Created attachment 531561 [details] central manager and scheduler configuration + remote configuration of pool + removed jobs
Ref: https://condor-wiki.cs.wisc.edu/index.cgi/tktview?tn=2577 iirc we have seen something like this in the past too.
Potentially also related: https://condor-wiki.cs.wisc.edu/index.cgi/tktview?tn=2565
Created attachment 531564 [details] logs from windows execute node
It's RHEL 5.7. Sorry to not mention that before.

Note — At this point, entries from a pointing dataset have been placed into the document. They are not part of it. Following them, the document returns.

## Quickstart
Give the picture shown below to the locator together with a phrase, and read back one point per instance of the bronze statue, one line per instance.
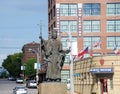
(54, 55)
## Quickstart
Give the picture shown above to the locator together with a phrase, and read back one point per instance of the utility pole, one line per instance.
(71, 64)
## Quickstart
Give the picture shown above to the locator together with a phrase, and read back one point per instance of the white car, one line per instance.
(19, 80)
(20, 90)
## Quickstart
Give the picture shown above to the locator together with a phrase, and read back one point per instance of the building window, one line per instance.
(68, 9)
(113, 26)
(91, 26)
(64, 26)
(67, 60)
(113, 9)
(89, 41)
(91, 9)
(112, 41)
(65, 74)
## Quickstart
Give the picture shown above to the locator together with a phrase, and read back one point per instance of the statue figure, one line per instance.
(54, 55)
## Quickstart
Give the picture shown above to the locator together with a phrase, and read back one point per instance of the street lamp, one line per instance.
(38, 61)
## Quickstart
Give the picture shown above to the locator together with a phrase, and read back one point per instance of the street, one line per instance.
(6, 87)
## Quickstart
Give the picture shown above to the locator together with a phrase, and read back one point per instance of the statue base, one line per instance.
(52, 88)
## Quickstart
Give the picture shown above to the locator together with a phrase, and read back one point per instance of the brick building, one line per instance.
(89, 21)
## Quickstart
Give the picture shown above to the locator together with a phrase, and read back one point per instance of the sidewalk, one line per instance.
(68, 92)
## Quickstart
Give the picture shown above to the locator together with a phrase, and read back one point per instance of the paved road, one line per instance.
(6, 87)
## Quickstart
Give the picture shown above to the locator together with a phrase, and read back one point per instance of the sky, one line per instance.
(20, 24)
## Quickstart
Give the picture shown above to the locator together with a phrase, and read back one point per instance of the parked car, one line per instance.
(19, 80)
(68, 83)
(31, 84)
(20, 90)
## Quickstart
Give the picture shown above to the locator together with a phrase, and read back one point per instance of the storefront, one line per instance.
(96, 77)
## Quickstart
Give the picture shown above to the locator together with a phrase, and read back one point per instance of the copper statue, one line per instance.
(54, 55)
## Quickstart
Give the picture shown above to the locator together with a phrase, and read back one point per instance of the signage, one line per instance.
(77, 74)
(101, 70)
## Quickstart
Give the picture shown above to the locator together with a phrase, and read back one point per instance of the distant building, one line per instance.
(3, 70)
(28, 51)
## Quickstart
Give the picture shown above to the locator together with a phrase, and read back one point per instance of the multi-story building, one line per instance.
(89, 21)
(28, 51)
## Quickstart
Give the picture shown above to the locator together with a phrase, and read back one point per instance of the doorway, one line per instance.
(104, 87)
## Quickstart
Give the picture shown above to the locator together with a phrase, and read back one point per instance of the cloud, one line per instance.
(23, 5)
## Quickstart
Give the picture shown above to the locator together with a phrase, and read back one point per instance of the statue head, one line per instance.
(54, 34)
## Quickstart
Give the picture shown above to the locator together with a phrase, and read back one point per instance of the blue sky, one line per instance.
(19, 24)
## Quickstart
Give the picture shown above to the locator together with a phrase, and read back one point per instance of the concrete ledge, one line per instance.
(52, 88)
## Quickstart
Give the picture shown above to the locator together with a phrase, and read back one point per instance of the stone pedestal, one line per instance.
(52, 88)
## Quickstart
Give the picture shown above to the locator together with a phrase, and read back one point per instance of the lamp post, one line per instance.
(71, 64)
(38, 61)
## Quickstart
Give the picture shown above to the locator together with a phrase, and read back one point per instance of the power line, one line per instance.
(10, 47)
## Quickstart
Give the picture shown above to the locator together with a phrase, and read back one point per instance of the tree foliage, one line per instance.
(29, 67)
(13, 64)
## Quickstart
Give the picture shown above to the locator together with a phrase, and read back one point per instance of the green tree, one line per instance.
(13, 64)
(29, 67)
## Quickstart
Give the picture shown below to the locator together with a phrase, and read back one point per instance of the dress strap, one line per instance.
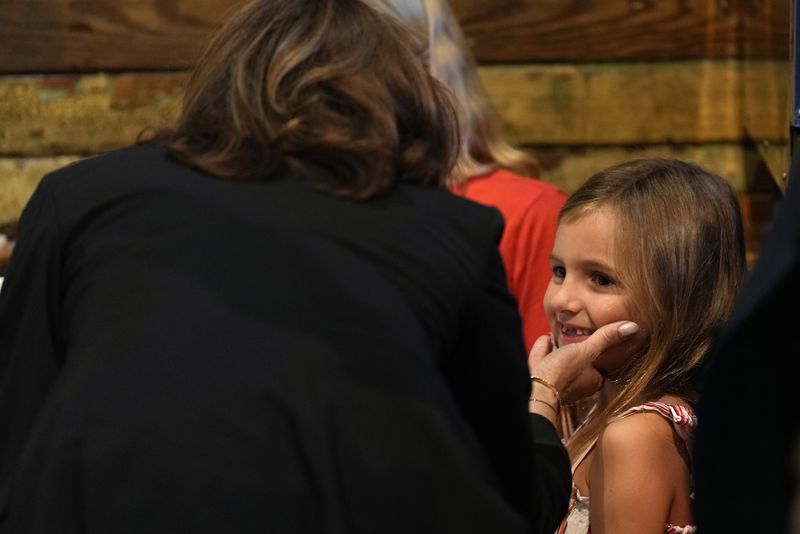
(682, 419)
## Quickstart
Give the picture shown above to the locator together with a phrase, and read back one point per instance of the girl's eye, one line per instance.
(602, 280)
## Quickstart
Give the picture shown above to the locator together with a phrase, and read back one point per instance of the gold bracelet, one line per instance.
(549, 385)
(555, 410)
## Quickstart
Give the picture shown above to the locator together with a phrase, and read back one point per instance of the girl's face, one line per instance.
(585, 291)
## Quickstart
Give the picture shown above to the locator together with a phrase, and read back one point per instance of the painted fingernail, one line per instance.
(628, 328)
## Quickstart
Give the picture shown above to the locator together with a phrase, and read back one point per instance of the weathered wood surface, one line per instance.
(606, 104)
(93, 35)
(563, 166)
(122, 35)
(558, 30)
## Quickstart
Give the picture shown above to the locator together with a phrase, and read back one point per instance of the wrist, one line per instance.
(544, 398)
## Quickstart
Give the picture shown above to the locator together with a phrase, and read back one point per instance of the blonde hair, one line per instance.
(682, 256)
(483, 145)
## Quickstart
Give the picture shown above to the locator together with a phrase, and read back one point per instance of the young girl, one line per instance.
(658, 242)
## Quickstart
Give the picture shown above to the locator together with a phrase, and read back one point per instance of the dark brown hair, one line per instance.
(330, 82)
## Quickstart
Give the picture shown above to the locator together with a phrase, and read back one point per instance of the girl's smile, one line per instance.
(586, 290)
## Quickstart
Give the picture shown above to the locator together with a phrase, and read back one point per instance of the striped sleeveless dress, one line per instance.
(684, 423)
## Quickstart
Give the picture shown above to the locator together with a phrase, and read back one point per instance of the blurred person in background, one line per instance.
(489, 170)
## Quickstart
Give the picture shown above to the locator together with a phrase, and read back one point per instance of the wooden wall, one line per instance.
(582, 83)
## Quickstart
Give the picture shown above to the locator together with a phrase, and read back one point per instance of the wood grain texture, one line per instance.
(112, 35)
(565, 167)
(602, 104)
(122, 35)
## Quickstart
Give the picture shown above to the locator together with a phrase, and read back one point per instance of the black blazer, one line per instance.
(746, 449)
(180, 353)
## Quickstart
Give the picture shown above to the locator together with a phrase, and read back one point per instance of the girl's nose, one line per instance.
(564, 297)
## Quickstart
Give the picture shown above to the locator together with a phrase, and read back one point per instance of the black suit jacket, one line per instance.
(180, 353)
(746, 446)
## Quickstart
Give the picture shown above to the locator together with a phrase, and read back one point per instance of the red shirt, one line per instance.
(530, 208)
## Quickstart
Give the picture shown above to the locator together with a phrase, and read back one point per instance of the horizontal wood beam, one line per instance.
(566, 167)
(144, 35)
(603, 104)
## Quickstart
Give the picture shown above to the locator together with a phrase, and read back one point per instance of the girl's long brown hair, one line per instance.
(330, 82)
(681, 250)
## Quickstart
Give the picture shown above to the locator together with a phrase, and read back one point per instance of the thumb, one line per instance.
(607, 336)
(541, 348)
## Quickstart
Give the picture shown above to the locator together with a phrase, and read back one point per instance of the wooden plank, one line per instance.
(122, 35)
(51, 115)
(628, 103)
(92, 35)
(559, 30)
(608, 104)
(566, 167)
(569, 167)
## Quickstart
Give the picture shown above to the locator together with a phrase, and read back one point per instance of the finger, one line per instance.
(541, 348)
(607, 336)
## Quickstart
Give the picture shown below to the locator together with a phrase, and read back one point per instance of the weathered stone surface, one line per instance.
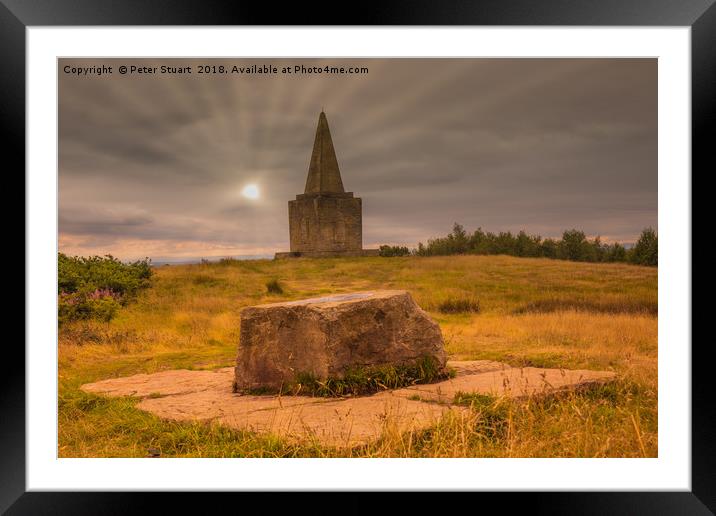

I've reproduce this also on pure Linux pool with CM and Sched on RHEL 5.7. I've used this loop: for i in `seq 100`; do for j in `seq 1 50`; do condor_hold -name mrg-qe-06.lab.eng.brq.redhat.com $j; done; sleep 60; for j in `seq 1 50`; do condor_release -name mrg-qe-06.lab.eng.brq.redhat.com $j; done; done; with this jobs(1-50): cmd = /bin/sleep arguments = 1000000 requirements = (FileSystemDomain =!= UNDEFINED && Arch =!= UNDEFINED) queue
It is more rare than before but condor still remove job from queue just by holding. First job has been remove after ~ 6 hours of holding and removing of 50 jobs. I use condor-7.6.5-0.6 on RHEL5 and Windows execute nodes. ->ASSIGNED
I've tested this bug for many days with pure Linux pool and with mixed pool(Windows EXE, Linux CM) and I no job has removed. I think this bug is that rare that we can close this as VERIFIED. We have regression test for this so we will watch this.